The returned LAMMPSPotential object(s) can be used to generate LAMMPS command lines for the potential.  If the parameter files for the LAMMPS potential are located in the localpath directory, then the command lines will point to the correct location.

In [None]:
print(lmppot.pair_info())

In [None]:
print(lmppot.pair_info(symbols=['Al', 'Al']))

If the parameter files have not been downloaded, or you want to copy them to the working directory, then you can use the get_files setting.

In [None]:
lmppot = db_local.get_lammps_potential(potkey=pot.key, get_files=True, verbose=True)
print(lmppot.pair_info())

## 3. Custom searches

The Database class also provides access to the underlying tools used to perform the database searches.

- __Database.citations_df, Database.potentials_df, and Database.lammps_potentials_df__ if records of the given style have been loaded, then these are pandas.DataFrame containing the dictionary representations of all the loaded record objects.

- __Database.citations, Database.potentials, and Database.lammps_potentials__: if records of the given style have been loaded, then these are numpy arrays containing all the loaded record objects.  The order of the records in these arrays is the same as in the corresponding DataFrames, so any conditional searches on the DataFrame values can be directly applied to these arrays.

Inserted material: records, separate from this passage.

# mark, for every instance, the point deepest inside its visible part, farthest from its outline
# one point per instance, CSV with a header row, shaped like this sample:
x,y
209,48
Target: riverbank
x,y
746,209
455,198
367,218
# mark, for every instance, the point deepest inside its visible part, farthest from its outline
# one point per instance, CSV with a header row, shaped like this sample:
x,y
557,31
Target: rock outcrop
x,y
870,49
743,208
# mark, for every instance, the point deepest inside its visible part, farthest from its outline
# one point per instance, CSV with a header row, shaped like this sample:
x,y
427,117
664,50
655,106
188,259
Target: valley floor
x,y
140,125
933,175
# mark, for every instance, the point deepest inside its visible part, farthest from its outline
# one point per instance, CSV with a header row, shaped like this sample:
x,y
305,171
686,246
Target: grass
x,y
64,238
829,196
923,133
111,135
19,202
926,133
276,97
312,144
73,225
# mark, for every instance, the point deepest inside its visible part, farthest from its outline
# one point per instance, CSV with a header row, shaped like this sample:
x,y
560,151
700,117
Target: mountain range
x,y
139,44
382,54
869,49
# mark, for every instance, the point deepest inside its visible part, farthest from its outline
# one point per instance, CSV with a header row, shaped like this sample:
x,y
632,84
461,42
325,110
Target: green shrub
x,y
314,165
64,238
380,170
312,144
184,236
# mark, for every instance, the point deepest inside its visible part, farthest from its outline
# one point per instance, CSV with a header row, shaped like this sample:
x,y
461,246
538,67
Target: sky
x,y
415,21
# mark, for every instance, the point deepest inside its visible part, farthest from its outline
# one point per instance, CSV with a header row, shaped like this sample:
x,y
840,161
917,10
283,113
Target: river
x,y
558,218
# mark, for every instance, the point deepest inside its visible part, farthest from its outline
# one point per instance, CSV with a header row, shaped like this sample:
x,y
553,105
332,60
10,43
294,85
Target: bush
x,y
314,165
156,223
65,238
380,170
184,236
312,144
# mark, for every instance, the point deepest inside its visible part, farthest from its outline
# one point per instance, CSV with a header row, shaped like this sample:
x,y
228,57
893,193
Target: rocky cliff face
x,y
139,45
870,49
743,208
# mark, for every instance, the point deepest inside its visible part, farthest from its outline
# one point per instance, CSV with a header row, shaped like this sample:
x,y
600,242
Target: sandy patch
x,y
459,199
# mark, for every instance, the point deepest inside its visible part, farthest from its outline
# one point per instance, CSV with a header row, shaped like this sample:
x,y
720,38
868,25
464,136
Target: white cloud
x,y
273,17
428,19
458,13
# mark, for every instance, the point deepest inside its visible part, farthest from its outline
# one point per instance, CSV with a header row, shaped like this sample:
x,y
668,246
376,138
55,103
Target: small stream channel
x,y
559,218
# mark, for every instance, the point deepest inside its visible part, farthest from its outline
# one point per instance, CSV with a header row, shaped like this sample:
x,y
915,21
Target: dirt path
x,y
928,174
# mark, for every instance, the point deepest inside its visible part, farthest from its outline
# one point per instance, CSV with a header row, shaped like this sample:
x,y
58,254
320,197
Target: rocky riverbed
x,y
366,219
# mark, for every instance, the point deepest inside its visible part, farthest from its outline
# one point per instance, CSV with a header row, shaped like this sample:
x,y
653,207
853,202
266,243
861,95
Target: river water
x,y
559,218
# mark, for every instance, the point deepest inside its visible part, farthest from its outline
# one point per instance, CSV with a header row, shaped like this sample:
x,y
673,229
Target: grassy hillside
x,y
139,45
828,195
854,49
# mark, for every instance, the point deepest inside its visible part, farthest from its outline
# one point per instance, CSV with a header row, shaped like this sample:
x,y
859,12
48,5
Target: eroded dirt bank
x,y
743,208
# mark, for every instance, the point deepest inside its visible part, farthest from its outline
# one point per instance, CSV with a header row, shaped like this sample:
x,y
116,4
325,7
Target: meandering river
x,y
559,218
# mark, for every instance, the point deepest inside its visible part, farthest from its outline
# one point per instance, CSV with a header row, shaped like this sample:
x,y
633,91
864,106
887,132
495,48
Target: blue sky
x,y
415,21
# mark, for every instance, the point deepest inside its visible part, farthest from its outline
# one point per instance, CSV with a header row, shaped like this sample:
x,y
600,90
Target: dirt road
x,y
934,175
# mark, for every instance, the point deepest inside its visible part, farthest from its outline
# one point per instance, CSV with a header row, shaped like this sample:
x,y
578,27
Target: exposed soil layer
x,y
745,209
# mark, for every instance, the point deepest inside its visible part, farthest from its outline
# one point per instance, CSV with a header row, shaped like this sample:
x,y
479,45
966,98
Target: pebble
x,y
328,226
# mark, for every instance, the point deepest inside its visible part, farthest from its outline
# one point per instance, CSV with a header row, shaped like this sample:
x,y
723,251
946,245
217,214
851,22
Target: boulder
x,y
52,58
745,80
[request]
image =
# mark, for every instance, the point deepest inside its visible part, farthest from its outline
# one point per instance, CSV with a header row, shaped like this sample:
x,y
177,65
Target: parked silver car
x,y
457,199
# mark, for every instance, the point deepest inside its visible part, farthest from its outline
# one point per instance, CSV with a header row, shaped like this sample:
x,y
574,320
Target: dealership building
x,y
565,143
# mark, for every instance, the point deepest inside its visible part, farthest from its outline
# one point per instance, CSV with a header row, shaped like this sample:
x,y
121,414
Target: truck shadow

- __Database.cdcs__ : the underlying cdcs.CDCS API client. Accessing this directly allows for custom-built queries and rest calls to be constructed.

In [None]:
db_local.lammps_potentials_df

## 4. Other database records

https://potentials.nist.gov contains other records than the three primary potentials-centric styles. The Database class has some basic methods supporting these other record types as well.

- __download_records()__ allowing all records of a given template (style) to be downloaded to the localpath.

- __get_record()__ allowing a single record of a given template to be retrieved by name either from localpath or the remote database.  The retrieved record is returned as a DataModelDict.DataModelDict object.